Windowsシステムでは、入力履歴は「%APPDATA%\LocalLow\SAPGUI\Cache\History」にあるSQLite3データベースファイルに保存されます。このファイルは静的なXORベースの暗号化を使用しており、研究者たちはこれを逆転するのは簡単だと説明しています。
「単一の既知の値があれば、そのキーを回復し、データベースの残りを復号化してIDやアカウント番号、その他の業務データを露出させることができます」とソロコは付け加えました。
Java版では、状況はさらに悪化しています。

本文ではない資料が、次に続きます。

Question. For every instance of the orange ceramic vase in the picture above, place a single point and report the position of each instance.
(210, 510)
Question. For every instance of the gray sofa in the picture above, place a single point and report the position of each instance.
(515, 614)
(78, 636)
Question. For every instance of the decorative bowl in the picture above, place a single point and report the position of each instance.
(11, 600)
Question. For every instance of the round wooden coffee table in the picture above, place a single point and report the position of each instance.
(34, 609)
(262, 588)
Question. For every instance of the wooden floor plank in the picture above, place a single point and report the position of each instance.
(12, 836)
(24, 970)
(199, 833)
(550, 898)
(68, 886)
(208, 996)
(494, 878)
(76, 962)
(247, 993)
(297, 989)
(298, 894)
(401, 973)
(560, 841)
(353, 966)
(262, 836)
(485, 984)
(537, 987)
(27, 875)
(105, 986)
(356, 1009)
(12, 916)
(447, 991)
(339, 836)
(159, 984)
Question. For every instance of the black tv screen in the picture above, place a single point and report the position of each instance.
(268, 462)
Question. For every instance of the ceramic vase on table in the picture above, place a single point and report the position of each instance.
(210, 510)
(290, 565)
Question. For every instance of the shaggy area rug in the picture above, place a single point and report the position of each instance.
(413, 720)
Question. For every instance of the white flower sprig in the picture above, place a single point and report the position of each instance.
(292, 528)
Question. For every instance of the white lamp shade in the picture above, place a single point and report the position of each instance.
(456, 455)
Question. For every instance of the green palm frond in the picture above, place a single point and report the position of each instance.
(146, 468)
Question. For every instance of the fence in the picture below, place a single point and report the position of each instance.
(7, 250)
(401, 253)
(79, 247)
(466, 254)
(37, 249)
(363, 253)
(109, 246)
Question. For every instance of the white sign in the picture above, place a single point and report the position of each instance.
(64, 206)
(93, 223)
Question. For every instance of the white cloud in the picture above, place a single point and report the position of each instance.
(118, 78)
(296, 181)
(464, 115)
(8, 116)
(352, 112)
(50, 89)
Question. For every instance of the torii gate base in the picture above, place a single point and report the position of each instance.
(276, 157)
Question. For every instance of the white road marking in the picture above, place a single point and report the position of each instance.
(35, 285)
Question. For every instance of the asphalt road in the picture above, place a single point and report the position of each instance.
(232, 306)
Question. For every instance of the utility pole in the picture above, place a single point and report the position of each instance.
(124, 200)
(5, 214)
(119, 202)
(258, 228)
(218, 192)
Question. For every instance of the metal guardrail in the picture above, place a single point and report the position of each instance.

履歴データはシリアライズされたオブジェクトとして保存され、まったく暗号化されていません。
「ローカルまたはリモートのファイルシステムにアクセスできる者は誰でも、履歴ファイルを収集して横方向の移動を加速させたり、説得力のあるスピアフィッシングを作成したり、GDPR、PCI DSS、またはHIPAA違反を引き起こすデータを集めたりすることができます」とソロコは説明しました。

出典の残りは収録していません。